[MR検査中の患者に誘導される高周波:リスク評価のための洞察] tech./dosim.

Induced radiofrequency fields in patients undergoing MR examinations: insights for risk assessment

掲載誌: Phys Med Biol 2021; 66 (18)

この研究は、磁気共鳴(MR)検査中の患者における高周波RF電界およびRF磁束密度の二乗平均値(B1+rms)を定量化すること、体内植込み型医療機器(インプラント)のある/ない患者に対するRF加熱のリスクについてのガイダンスを提示すること、ならびに、現行の国際安全規格(国際標準化機構(ISO)、国際電気標準会議(IEC)、ASTM(旧称:米国試験材料協会))の長所と短所について検討することを目的としている。1.5 Tおよび3 TでのMR検査中に誘導される電界およびB1+rmsを、2ポートの鳥かご型RFコイルに頭部から足元への画像撮影ランドマークにばく露した高分解能の患者モデル「ヴァーチャル・ポピュレーション」を用いた計算で推定すると共に、ASTMファントムで代用した。正常運転モードの限度での全てのMR検査について、最悪ケースとして3.5 µT(MR 1.5T)および2 µT(MR 3T)のB1+rmsばく露を考慮しなければならない。異なる診断シナリオの下での代表的な誘導電界および比吸収率SAR)分布を用いることで、高ばく露および低ばく露の臨床的要因についての迅速な推定が可能となる。
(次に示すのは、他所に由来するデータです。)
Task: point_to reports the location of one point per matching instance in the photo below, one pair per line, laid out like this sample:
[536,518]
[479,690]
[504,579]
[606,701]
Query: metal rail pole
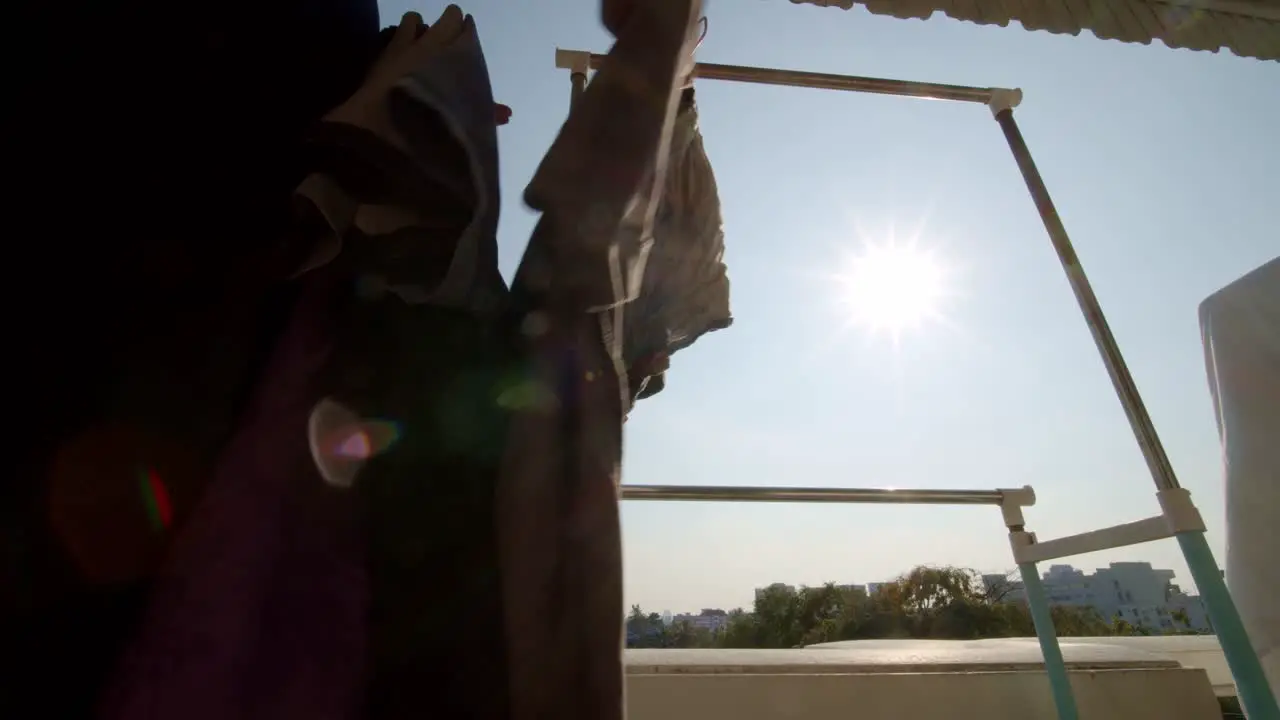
[1256,693]
[727,493]
[576,59]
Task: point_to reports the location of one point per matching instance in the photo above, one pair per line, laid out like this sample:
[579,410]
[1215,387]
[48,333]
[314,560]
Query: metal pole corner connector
[1004,99]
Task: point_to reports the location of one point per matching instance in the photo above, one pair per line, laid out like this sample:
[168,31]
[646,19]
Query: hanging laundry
[685,292]
[472,566]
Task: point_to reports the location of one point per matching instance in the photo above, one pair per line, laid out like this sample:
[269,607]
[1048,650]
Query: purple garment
[260,610]
[263,613]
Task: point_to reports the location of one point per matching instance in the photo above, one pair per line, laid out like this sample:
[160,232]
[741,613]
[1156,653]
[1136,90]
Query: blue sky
[1161,165]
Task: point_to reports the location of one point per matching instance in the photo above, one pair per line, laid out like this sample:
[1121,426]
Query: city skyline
[1161,164]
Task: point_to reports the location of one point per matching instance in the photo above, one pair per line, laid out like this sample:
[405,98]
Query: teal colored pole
[1251,683]
[1047,636]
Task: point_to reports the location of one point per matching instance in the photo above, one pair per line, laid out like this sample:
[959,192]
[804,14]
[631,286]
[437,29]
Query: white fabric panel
[1240,328]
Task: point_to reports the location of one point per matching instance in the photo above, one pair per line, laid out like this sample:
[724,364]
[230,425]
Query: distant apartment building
[711,620]
[1136,592]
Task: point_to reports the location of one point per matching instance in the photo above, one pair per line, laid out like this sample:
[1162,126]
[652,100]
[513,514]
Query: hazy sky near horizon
[1162,164]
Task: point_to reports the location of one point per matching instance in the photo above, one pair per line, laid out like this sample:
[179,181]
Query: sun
[892,287]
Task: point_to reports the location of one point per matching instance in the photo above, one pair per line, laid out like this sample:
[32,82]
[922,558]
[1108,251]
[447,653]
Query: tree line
[927,602]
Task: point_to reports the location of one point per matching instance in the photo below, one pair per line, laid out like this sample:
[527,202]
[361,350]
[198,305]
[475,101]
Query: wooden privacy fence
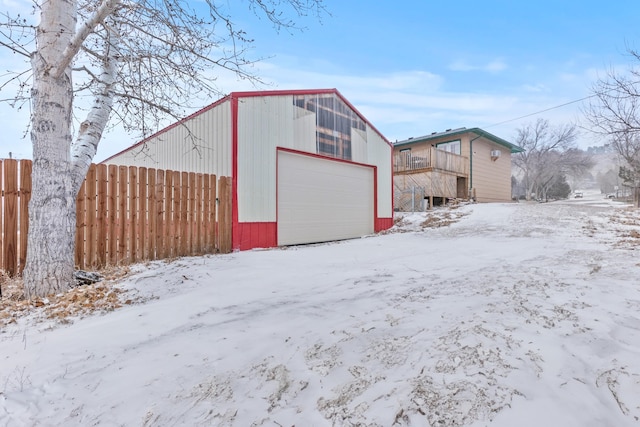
[125,214]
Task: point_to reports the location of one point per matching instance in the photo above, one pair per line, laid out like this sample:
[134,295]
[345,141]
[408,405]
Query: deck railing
[430,158]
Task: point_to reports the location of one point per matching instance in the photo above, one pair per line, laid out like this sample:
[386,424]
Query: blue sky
[416,67]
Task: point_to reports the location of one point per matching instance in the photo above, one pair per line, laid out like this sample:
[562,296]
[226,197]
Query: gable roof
[459,131]
[237,95]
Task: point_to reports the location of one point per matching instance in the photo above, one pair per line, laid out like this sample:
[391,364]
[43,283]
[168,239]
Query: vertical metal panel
[264,123]
[359,146]
[201,144]
[379,154]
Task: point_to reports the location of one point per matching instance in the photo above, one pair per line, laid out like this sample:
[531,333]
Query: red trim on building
[383,224]
[235,229]
[236,95]
[171,126]
[311,92]
[252,235]
[321,156]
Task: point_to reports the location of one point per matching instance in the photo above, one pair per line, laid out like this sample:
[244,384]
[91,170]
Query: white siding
[359,146]
[207,150]
[264,123]
[380,154]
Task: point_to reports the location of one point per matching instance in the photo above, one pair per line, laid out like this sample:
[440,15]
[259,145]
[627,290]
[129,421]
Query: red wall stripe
[256,235]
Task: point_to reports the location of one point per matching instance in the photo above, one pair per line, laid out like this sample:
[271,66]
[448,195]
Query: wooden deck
[430,159]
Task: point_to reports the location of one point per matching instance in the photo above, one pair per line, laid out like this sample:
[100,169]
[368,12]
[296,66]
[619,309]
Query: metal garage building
[306,165]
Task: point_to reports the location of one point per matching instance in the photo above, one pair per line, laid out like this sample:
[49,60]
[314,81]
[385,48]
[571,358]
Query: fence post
[25,196]
[10,236]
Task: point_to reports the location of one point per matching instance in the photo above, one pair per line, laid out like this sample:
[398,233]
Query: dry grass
[79,301]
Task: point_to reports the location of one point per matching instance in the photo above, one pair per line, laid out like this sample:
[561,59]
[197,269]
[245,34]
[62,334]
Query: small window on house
[451,147]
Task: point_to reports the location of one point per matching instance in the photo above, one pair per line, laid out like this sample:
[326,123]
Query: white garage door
[320,200]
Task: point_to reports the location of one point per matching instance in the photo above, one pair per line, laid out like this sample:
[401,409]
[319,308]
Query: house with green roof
[456,164]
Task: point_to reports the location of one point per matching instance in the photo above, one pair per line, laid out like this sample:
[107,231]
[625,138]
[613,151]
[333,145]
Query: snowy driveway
[518,314]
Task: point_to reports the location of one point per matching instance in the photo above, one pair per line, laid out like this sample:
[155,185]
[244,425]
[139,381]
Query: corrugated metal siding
[207,150]
[359,151]
[264,123]
[379,153]
[491,179]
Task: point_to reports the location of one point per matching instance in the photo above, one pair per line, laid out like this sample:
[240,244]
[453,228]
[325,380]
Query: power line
[542,111]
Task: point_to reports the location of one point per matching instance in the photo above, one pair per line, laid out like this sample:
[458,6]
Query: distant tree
[138,61]
[614,111]
[608,181]
[549,152]
[559,188]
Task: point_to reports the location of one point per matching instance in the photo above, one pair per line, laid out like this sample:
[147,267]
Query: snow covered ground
[515,315]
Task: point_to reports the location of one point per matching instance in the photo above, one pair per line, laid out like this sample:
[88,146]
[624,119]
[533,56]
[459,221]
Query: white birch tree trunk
[50,249]
[60,165]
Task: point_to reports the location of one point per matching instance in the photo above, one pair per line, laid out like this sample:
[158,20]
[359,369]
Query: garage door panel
[322,200]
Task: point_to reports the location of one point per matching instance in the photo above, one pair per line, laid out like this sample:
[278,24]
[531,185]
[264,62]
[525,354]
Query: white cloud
[494,66]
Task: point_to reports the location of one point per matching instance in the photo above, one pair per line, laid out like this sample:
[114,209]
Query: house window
[451,147]
[334,123]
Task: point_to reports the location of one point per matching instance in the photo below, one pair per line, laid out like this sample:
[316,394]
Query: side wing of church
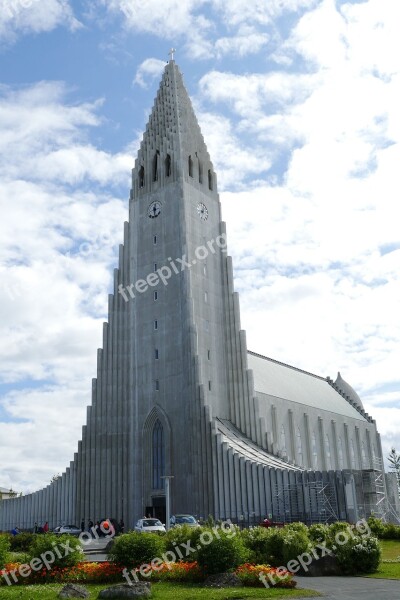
[177,392]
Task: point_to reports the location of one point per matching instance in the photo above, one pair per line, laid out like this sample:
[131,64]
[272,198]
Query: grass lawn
[160,591]
[389,570]
[390,549]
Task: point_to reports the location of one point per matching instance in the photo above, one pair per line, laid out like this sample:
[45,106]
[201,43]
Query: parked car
[183,520]
[71,529]
[149,526]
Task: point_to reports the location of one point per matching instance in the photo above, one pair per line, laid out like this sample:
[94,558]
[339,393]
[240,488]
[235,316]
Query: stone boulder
[223,580]
[127,590]
[73,591]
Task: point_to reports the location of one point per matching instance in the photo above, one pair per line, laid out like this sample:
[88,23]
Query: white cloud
[148,71]
[59,248]
[18,17]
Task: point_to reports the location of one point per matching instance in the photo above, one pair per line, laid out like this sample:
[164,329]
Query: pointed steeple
[173,146]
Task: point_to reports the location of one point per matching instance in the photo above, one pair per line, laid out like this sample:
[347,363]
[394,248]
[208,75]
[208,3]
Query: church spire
[173,146]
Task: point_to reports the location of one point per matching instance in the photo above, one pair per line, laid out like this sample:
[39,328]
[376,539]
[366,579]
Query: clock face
[154,210]
[202,210]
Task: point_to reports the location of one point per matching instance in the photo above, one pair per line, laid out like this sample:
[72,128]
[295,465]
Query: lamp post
[167,499]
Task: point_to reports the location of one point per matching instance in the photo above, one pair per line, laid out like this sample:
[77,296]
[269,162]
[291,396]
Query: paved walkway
[352,588]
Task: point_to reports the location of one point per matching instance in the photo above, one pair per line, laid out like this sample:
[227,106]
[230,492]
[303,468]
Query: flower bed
[261,575]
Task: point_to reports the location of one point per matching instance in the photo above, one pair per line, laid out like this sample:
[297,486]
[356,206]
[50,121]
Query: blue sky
[298,104]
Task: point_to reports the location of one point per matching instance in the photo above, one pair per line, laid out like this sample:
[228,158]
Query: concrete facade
[177,392]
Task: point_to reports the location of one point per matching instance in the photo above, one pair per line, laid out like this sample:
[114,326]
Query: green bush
[181,540]
[257,542]
[337,532]
[55,544]
[297,526]
[21,542]
[295,542]
[4,549]
[220,551]
[318,533]
[135,549]
[359,555]
[274,546]
[390,532]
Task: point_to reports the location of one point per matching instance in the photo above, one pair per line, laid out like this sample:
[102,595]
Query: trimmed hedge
[4,549]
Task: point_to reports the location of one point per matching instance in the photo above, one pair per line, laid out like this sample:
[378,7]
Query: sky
[298,103]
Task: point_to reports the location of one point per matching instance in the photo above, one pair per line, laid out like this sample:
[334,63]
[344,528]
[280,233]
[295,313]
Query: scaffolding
[312,502]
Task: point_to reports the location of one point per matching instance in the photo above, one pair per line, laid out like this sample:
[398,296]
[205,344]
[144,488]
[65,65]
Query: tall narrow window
[340,453]
[352,455]
[328,453]
[210,180]
[200,170]
[283,442]
[363,456]
[168,166]
[299,446]
[155,166]
[158,456]
[314,451]
[141,176]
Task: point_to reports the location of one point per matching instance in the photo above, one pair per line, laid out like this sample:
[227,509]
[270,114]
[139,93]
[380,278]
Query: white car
[149,526]
[71,529]
[183,520]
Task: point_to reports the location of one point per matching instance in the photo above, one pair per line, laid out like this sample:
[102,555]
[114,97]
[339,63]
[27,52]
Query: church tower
[174,394]
[187,359]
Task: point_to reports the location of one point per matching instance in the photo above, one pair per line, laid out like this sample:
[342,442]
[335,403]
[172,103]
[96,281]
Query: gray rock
[223,580]
[127,590]
[73,591]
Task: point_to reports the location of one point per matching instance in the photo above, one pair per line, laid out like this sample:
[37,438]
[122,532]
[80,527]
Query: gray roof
[247,449]
[347,389]
[288,383]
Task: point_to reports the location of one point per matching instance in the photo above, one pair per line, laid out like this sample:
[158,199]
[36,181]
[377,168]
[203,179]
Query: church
[177,391]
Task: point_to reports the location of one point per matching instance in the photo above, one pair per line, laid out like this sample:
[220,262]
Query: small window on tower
[168,166]
[155,166]
[141,176]
[200,172]
[210,180]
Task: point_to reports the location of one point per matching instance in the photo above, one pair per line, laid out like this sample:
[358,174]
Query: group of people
[101,528]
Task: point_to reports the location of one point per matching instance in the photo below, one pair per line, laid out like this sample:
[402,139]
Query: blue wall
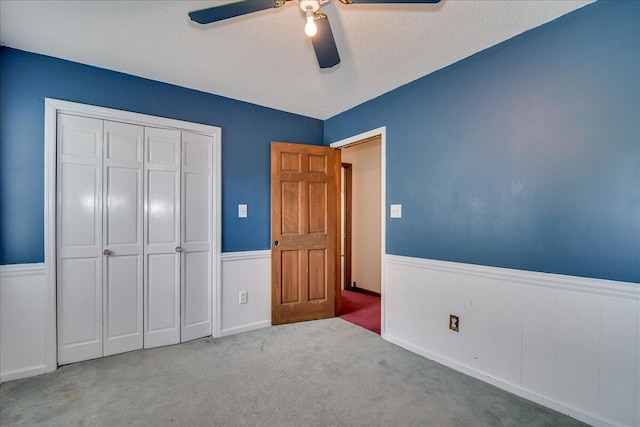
[526,155]
[247,130]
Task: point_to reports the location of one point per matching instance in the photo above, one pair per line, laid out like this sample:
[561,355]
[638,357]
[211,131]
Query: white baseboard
[24,324]
[511,388]
[245,328]
[569,343]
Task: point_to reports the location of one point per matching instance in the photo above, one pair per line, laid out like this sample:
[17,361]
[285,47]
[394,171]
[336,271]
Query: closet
[134,236]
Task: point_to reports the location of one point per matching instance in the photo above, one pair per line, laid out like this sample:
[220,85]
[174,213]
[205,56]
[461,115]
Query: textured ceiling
[265,57]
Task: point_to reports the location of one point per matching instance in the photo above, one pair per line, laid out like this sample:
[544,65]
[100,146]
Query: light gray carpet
[322,373]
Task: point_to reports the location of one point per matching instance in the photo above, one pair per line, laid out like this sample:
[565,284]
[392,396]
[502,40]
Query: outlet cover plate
[396,211]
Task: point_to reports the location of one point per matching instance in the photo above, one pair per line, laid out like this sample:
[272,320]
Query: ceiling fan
[317,27]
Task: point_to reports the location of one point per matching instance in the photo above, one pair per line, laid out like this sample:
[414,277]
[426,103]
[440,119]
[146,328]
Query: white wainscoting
[568,343]
[24,322]
[245,271]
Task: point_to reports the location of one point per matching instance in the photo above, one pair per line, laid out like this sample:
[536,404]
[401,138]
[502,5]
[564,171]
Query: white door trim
[52,108]
[353,140]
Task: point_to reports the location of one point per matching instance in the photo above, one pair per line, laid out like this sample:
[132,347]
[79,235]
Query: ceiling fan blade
[218,13]
[394,1]
[325,45]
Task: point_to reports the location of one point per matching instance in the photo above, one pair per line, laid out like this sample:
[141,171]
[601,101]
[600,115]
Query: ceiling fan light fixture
[310,28]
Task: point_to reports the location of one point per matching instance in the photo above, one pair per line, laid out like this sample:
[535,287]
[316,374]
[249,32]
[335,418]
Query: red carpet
[361,309]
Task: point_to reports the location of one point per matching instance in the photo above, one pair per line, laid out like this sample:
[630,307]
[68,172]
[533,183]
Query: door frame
[54,106]
[347,185]
[353,140]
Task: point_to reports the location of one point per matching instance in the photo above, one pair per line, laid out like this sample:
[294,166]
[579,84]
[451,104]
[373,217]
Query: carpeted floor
[320,373]
[361,309]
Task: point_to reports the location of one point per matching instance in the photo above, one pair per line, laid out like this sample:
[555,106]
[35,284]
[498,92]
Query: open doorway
[362,238]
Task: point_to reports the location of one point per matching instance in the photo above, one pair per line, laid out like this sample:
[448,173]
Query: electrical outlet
[454,323]
[396,211]
[244,297]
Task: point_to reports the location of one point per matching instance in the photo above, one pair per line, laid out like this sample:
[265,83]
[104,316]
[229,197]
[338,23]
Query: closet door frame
[52,108]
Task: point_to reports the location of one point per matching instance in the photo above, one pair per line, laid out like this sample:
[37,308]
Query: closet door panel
[162,237]
[79,234]
[197,223]
[123,238]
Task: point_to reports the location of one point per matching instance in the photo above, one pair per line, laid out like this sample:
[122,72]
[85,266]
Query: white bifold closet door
[197,235]
[122,237]
[99,238]
[162,237]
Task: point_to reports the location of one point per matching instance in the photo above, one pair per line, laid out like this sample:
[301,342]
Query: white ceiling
[265,57]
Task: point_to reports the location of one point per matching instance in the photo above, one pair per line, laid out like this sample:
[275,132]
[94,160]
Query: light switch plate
[396,211]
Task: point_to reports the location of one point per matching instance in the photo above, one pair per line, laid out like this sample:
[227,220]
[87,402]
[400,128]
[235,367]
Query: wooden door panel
[162,237]
[317,207]
[197,236]
[123,236]
[79,238]
[290,208]
[305,188]
[290,261]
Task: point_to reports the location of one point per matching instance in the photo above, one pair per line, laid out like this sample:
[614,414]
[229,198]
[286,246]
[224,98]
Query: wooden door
[122,237]
[162,237]
[79,238]
[304,232]
[197,235]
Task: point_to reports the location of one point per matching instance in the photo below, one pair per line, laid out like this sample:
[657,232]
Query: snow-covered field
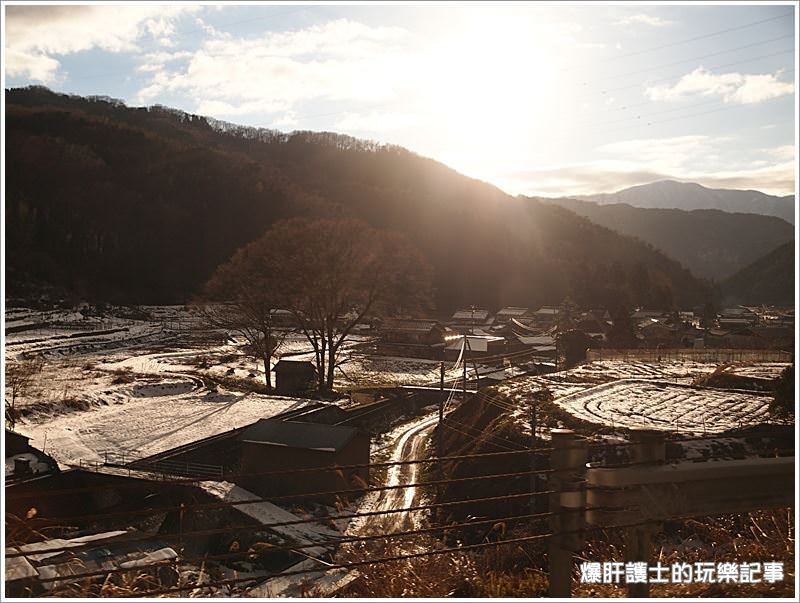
[135,383]
[619,393]
[665,405]
[146,418]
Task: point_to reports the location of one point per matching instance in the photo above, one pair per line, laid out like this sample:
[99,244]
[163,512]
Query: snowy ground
[146,418]
[619,393]
[667,406]
[112,392]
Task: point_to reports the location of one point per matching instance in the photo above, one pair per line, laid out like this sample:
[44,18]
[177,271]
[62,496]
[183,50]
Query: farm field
[620,394]
[144,384]
[668,406]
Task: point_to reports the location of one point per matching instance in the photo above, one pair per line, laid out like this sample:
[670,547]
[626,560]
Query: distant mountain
[689,196]
[140,205]
[769,280]
[711,243]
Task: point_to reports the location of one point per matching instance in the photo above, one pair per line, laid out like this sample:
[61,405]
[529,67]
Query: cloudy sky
[554,100]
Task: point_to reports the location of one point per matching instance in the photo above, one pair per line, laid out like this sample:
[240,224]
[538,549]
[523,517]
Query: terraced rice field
[667,406]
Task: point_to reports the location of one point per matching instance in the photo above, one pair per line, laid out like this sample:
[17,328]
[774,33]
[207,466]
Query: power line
[22,495]
[689,60]
[306,571]
[232,529]
[227,504]
[687,40]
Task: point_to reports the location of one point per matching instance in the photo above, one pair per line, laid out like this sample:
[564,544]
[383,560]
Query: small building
[506,314]
[16,443]
[294,377]
[282,318]
[270,445]
[477,346]
[469,318]
[546,316]
[418,338]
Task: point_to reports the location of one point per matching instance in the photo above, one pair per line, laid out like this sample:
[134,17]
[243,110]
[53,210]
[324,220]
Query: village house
[505,315]
[477,346]
[274,445]
[546,316]
[416,338]
[469,318]
[294,377]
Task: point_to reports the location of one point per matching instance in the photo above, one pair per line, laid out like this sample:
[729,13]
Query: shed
[270,445]
[470,316]
[478,346]
[16,443]
[506,314]
[294,377]
[413,331]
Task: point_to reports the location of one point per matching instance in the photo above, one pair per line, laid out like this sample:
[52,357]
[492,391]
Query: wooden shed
[16,443]
[294,377]
[270,445]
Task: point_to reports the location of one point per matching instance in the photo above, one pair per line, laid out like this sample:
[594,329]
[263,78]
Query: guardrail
[165,467]
[716,355]
[647,491]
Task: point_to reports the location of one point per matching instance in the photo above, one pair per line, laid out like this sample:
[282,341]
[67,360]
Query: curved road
[409,445]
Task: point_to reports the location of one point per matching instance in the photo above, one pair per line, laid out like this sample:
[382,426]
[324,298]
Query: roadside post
[567,507]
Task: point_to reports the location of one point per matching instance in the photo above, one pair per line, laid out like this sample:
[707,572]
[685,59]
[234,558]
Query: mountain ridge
[672,194]
[141,204]
[712,243]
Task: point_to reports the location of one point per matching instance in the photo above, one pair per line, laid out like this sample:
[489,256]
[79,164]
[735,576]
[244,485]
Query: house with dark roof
[505,315]
[311,449]
[294,377]
[417,338]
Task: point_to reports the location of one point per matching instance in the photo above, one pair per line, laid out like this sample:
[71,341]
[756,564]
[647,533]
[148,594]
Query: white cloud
[36,35]
[340,60]
[711,161]
[375,121]
[731,87]
[642,19]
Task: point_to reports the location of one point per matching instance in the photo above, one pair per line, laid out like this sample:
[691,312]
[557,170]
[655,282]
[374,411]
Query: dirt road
[409,445]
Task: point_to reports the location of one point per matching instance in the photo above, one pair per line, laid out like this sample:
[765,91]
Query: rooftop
[313,436]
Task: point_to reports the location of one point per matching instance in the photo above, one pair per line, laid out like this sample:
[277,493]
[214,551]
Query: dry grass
[490,572]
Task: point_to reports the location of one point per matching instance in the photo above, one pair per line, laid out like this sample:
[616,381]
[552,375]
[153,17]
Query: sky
[552,100]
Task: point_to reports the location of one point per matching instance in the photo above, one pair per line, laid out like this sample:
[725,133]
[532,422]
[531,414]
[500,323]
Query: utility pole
[439,443]
[464,359]
[534,463]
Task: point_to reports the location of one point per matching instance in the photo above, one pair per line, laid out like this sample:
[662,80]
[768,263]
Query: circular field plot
[668,406]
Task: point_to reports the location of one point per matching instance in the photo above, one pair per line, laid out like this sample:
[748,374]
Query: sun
[494,90]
その結果、B1シミングはインプラントに沿って電界を+6 dB強め得る。ASTMファントムでの誘導電界の強さの分布は臨床的ばく露とは異なり、一般的なインプラント位置に対して常に保守的とは限らなかった。患者モデルにおける電界分布は、ASTMファントムでの推定値を大幅に超過し得ることがあった。ASTM 2182規格の最近の19e2改定版では、ASTM検査条件とイン・ビボでの接線電界の(例えば数値的な)確立を要求することで、従来版の主な欠点に対処している。この要求事項により、受動的インプラントについてASTM規格で定義されている主な方法が、ISO 10974規格における能動的インプラントについてのものと調整されている、と著者らは報告している。